Sylviane Lanthier est directrice générale du Centre culturel franco-manitobain. Photo : Daniel Bahuaud, La Liberté


Sylviane Lanthier et Réjean Grenier ont dirigé un hebdo et participé à la gouvernance de l’Association de la presse francophone. Les deux sollicitent le vote des 21 membres de la Fédération des communautés francophones et acadienne attendus à Gatineau le 6 juin.
La 40e Assemblée générale annuelle de la FCFA permettra de remplacer Marie-France Kenny, de la Saskatchewan, après six ans à la présidence.

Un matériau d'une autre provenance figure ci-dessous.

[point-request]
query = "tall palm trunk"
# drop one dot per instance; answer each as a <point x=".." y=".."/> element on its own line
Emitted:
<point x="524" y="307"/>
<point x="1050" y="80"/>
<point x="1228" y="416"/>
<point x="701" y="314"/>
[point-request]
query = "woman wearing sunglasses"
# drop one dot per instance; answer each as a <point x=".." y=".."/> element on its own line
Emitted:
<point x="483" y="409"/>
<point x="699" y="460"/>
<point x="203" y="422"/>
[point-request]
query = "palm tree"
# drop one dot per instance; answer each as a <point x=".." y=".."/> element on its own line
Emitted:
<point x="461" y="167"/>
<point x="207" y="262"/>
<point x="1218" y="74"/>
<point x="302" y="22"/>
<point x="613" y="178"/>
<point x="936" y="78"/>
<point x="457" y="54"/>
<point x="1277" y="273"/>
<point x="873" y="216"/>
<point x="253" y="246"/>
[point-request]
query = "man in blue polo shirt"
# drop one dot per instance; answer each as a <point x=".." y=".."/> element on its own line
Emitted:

Les membres choisiront aussi une nouvelle vice-présidence pour remplacer Sylviane Lanthier, du Manitoba.
« Dans la vie, estime Réjean Grenier, j’ai connu beaucoup de succès. » Il a dirigé la salle des nouvelles de la CBC dans le Nord ontarien, cofondé le Mouvement du Nouvel-Ontario et dirigé le centre culturel Carrefour francophone de Sudbury qui comptait 65 employés lors de son départ en 2003. Il a aussi été propriétaire et éditeur pendant 13 ans du journal Le Voyageur, qui est passé de 500 à 10 000 abonnés.

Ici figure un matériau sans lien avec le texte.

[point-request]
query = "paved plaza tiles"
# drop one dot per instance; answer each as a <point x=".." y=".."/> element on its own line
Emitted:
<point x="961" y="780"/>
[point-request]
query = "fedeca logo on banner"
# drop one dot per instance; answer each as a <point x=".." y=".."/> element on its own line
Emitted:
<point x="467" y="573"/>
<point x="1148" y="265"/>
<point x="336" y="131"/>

Natif de Sudbury, il est membre du conseil d’administration de l’Assemblée de la Francophonie de l’Ontario. « J’ai été engagé dans la communauté canadienne-française depuis l’âge de 20 ans, même si j’étais journaliste. J’étais celui que la CBC envoyait couvrir les évènements dans la communauté francophone, comme les assemblées de l’AFO. C’est comme ça que je suis devenu spécialiste de la francophonie hors Québec.

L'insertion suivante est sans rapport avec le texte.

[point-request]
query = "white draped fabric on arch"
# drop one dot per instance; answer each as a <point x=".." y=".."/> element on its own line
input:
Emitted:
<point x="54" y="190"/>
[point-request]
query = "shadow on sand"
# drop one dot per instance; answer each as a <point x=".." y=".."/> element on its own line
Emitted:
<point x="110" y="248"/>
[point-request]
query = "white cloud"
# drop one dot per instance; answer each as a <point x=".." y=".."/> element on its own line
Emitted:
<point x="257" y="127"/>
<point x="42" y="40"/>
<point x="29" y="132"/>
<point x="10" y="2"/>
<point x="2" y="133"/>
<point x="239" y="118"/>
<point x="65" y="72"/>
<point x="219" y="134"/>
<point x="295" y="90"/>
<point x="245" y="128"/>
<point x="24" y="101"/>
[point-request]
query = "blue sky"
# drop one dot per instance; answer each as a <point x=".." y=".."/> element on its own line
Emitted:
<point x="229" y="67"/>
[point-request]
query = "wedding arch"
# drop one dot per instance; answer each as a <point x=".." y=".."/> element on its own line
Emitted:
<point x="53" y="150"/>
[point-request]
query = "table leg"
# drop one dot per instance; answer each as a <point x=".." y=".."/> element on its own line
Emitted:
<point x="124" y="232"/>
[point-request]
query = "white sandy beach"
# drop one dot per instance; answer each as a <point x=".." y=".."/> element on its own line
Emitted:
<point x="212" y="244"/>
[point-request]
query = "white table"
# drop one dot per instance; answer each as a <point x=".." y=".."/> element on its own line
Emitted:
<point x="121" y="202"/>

« Je voudrais que les communautés francophones appartiennent vraiment à la FCFA, poursuit Réjean Grenier, que ce soit plus que les gens habituellement engagés, que les francophones sachent que les organismes parlent pour eux. »
Définir la prochaine décennie
« C’est le temps de relancer les travaux du Sommet des communautés de 2007, croit Réjean Grenier. On doit analyser la situation politique et économique puis définir encore les prochains dix ans. On doit s’assurer d’une visibilité accrue auprès des nôtres et auprès des décideurs. »
Pour sa part, Sylviane Lanthier est arrivée au Manitoba en 1990 pour occuper un poste à La Liberté, où elle a par la suite été directrice et rédactrice en chef. « J’ai eu la bonne fortune de travailler dans un journal. J’ai pu poser des tas de questions et me renseigner sur les facettes de cette communauté que je ne connaissais pas.
« Le plus difficile, précise-t-elle en entrevue au journal, c’est que je suis de Saint-Jean-sur-Richelieu (Québec), un milieu majoritairement francophone. Il a fallu que je me mette dans la peau des minoritaires. J’étais et je suis toujours épatée par l’ampleur de l’engagement et l’esprit de bénévolat des Franco-Manitobains, de leur profond esprit d’appartenance aussi. »
Sylviane Lanthier a également œuvré dans le développement économique et l’administration des arts. Elle siège au conseil d’administration de la FCFA depuis 2006 : d’abord comme présidente de l’Association de la presse francophone, puis vice-présidente au Bureau de direction.
La candidate a deux priorités, selon La Liberté : l’immigration et le financement associatif. « Les nouveaux arrivants contribuent énormément à la vitalité de notre communauté. On n’a qu’à songer à la récente initiative d’ouvrir une garderie francophone à Saint-Boniface. Ce sont des immigrants qui ont constaté le besoin et qui sont passés à l’action.
« Les compressions budgétaires fédérales et provinciales ont un impact réel sur notre vitalité, soutient-elle. Si nos organismes deviennent plus fragiles parce qu’ils n’ont pas le financement requis pour mener à bien les dossiers ou encore amorcer de nouveaux projets, c’est toute la francophonie qui en souffre. Un dialogue franc entre les communautés et les paliers gouvernementaux est donc essentiel. »
Réjean Grenier est le candidat de l’AFO. « Après six ans de représentation de l’Ouest à la présidence, dit-il, ce serait le temps pour l’Ontario. On a le vent dans les voiles, les francophones la province. On a de bonnes relations avec les gouvernements fédéral et provincial, on avance dans des domaines importants, on demande l’enchâssement des droits franco-ontariens dans la Constitution. On a un certain succès qu’on pourrait emmener à l’échelle nationale. »
En outre, les candidats suivants briguent la vice-présidence : Ali Chaisson (TNL), Jean Johnson (AB), Audrey LaBrie (NB et AB) et Richard Létourneau (TNO). Un profil des candidats se trouve sur www.fcfa.ca.